3. CUDA linker fix for Kaggle
The standard cmake -DGGML_CUDA=ON fails on Kaggle with:
/usr/bin/ld: cannot find -lCUDA::cuda_driver
The real libcuda.so on Kaggle lives in /usr/local/nvidia/lib64/ (the GPU driver mount), not where cmake looks by default. The fix is a symlink:
ln -sf /usr/local/nvidia/lib64/libcuda.so /usr/local/cuda/lib64/libcuda.so
Combined with -DCMAKE_PREFIX_PATH=/usr/local/nvidia and -DCMAKE_CUDA_ARCHITECTURES=75 (T4 = sm_75), this produces a working CUDA build.
4. Server startup health check
llama-server returns HTTP 200 with {"status": "loading"} while the model loads, and HTTP 200 with {"status": "ok"} only when truly ready. Checking only the status code causes the server to appear ready before it actually is. The correct check waits for r.json().get("status") == "ok".
5. Thinking mode per request
Qwen3.6 supports a hybrid thinking mode where the model reasons step-by-step before answering. This is controlled via chat_template_kwargs passed in the request body — not as a server startup flag. This means the same running server handles both modes depending on what the client sends:
# Direct mode
extra_body={"chat_template_kwargs": {"enable_thinking": False}}
# Thinking mode
extra_body={"chat_template_kwargs": {"enable_thinking": True}}
No restart needed. Two terminals, two modes, one server.
6. Client script
A small chat.py CLI client handles conversation history, image input via /image path/to/file, and the thinking mode toggle via --thinking. It automatically adjusts temperature and top_p per Unsloth's official recommendations for each mode.
Challenges
The Kaggle GPU type problem. The Kaggle API (kaggle kernels push) cannot specify the GPU type programmatically. Pushing a new kernel version always allocates whatever GPU is available by default — often a P100 instead of T4 x2. There is an open feature request for this, but no workaround exists via the CLI. The only solution is to open the Kaggle notebook in a browser once per session, manually select GPU T4 x2, and click Run All. Everything else is automated.
The .so dependency chain. The first version of the binaries dataset contained only the executables. The server crashed immediately on every launch with a missing shared library error. Tracking down all the .so files produced by the build and including them in the dataset, combined with setting LD_LIBRARY_PATH in both the Python environment and the subprocess launched by Popen, took several iterations to get right.

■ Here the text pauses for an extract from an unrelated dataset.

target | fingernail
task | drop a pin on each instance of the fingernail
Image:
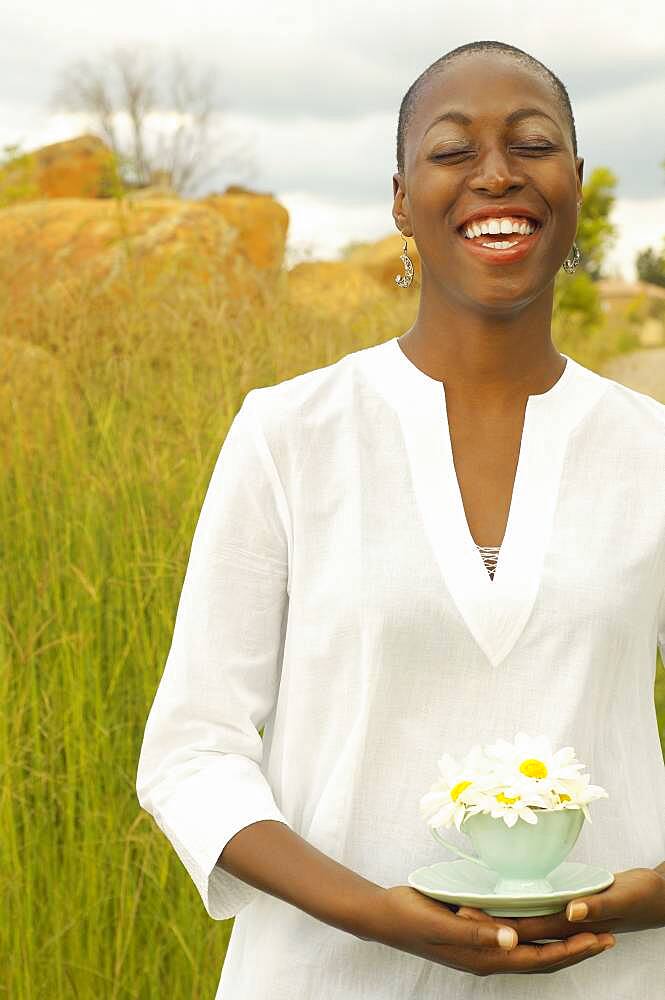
(577, 911)
(506, 937)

Session URL management. The Cloudflare Quick Tunnel URL changes every session. To make it retrievable without keeping the browser open, the server notebook writes the URL to /kaggle/working/server_url.txt as soon as the tunnel starts. This file is accessible via kaggle kernels output from the local machine.
Result
The final setup starts in 5–6 minutes per session: ~5 seconds to copy binaries from the dataset, then model loading time. No redownloading, no recompilation.

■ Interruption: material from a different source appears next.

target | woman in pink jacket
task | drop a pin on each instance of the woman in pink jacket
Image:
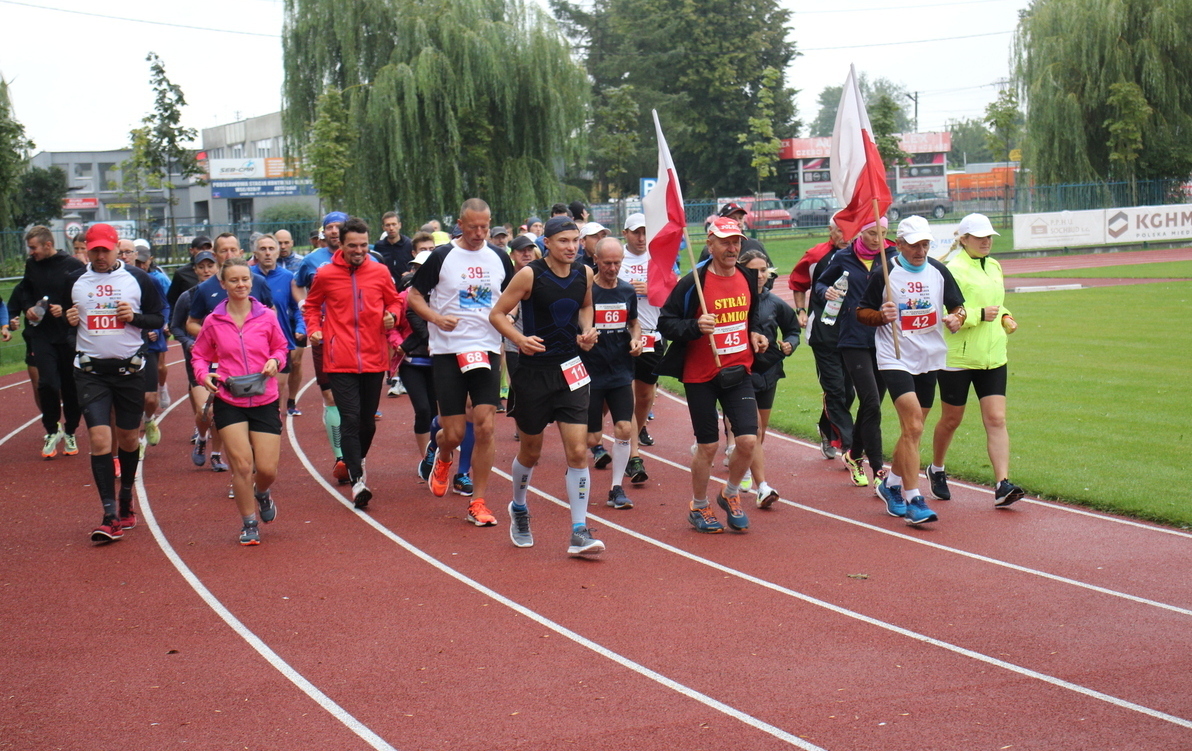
(242, 337)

The server exposes a fully OpenAI-compatible API. Any client that works with OpenAI works here without modification — Python SDK, LangChain, LlamaIndex, Open WebUI, curl:
from openai import OpenAI
client = OpenAI(
base_url="https://xxxx.trycloudflare.com/v1",
api_key="none",
)
response = client.chat.completions.create(
model="qwen3.6-35b-a3b",
messages=[{"role": "user", "content": "Hello!"}],
)
With an image:
response = client.chat.completions.create(
model="qwen3.6-35b-a3b",
messages=[{
"role": "user",
"content": [
{"type": "text", "text": "What is in this image?"},
{"type": "image_url", "image_url": {"url": f"data:image/jpeg;base64,{image_b64}"}},
]
}],
)
The project is open source. All notebooks are documented cell by cell, and the README covers every client and edge case.